From that well-named blog at Going Down Swinging comes a very good post by poet Paul Mitchell, on how to manage that burning problem shared by so many Australian writers. I speak of the problem of failing to build your house in the desert, or in other words, writing for a quid instead of staking all on your masterpiece... oh, you know, working more than one job at a time.
I like the image in the second paragraph here.
Ah, that’s why he hasn’t written a bestseller. Can’t concentrate.
Well, I’d like to. But unlike that icon of writing, Cormac McCarthy, I’m not prepared to build my own stone house in the desert, eat little more than potatoes for several years, and have a series of ‘housekeepers’ type up my manuscripts. I’ve got a youngish family. School bills. All kinds of other bills that are far more creative in pricing than any of my writing.
So I’m a switcheroo.
A friend suggested recently that I am also a ‘spaghetti thinker’. I can pull out a strand of spag (writing) from my saucy brain, work it round in my fingers, gobble it, and then pull out another strand.
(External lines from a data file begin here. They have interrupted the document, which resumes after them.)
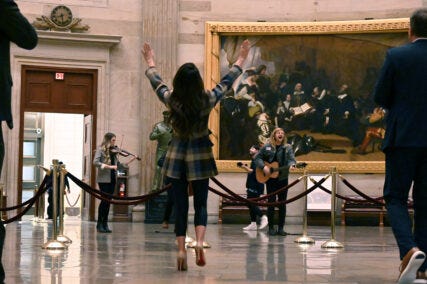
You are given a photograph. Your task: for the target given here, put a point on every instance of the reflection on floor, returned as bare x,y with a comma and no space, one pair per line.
145,253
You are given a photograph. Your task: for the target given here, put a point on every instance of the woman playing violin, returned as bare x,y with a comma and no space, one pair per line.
107,162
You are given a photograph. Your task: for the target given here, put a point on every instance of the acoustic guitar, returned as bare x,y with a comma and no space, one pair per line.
274,171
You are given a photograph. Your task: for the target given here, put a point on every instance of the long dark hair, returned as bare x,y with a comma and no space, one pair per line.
187,100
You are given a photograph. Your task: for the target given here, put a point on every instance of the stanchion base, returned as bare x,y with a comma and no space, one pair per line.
188,239
54,245
193,244
304,240
64,239
332,244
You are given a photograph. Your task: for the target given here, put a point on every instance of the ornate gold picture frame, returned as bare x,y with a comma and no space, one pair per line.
318,45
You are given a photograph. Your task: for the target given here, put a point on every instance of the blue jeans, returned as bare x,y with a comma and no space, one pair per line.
273,184
404,167
180,193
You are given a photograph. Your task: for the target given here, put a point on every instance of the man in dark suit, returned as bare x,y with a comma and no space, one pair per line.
14,27
402,90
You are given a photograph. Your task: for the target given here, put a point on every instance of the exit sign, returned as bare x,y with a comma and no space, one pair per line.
59,76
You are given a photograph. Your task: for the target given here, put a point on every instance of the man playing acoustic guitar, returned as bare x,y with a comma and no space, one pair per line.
273,162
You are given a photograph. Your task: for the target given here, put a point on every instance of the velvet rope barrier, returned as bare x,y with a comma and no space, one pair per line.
376,200
367,197
29,203
113,198
277,203
237,197
29,200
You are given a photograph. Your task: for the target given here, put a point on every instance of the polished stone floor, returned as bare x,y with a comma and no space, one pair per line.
145,253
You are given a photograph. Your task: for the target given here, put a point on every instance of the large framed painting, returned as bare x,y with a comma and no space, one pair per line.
313,79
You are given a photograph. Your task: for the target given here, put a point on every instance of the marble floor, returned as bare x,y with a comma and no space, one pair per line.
146,253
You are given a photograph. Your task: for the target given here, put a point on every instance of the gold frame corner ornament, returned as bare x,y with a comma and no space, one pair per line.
214,31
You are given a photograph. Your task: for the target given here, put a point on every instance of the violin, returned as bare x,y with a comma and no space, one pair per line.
123,152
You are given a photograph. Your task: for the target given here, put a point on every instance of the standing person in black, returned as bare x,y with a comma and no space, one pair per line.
107,163
254,189
49,185
14,27
402,90
276,150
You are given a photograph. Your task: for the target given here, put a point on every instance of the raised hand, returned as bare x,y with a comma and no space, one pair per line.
243,52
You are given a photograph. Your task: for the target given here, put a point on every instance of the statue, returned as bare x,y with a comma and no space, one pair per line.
162,132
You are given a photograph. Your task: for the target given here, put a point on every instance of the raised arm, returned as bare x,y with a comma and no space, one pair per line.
243,53
148,54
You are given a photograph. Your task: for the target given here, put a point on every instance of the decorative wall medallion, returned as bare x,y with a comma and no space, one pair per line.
61,19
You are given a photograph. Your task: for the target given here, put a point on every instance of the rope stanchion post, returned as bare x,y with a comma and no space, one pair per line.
61,237
54,244
41,206
332,243
36,206
304,239
1,202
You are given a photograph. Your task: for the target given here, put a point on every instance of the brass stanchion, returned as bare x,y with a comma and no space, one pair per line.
332,243
54,244
36,206
304,239
61,237
1,202
41,204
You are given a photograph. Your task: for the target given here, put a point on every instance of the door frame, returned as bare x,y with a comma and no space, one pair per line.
92,112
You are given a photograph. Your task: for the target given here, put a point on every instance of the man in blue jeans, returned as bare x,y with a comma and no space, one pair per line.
14,27
254,189
402,90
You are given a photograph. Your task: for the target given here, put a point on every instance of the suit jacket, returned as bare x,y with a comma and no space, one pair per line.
402,90
14,27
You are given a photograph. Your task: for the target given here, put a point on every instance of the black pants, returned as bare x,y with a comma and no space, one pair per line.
180,192
253,209
2,237
50,204
274,184
2,229
104,206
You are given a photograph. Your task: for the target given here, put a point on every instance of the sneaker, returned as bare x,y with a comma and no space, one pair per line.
264,222
271,232
252,227
251,234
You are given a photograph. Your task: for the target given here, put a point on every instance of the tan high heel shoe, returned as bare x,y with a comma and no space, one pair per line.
181,261
200,256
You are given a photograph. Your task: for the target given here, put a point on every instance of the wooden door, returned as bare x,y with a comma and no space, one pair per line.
62,90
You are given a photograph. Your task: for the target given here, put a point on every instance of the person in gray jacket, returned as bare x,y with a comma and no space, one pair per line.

All without disturbing the whole bowl of pasta. Maybe that’s true. Or I’m just good at time management. Or I am good at switching on and off in short periods. But the question of how switcheroo writers do what we do is probably not as important as how we do it without going insane.
There's also Megan Anderson's terrific looking interview with female Beat poet Hettie Jones, which I am yet to read.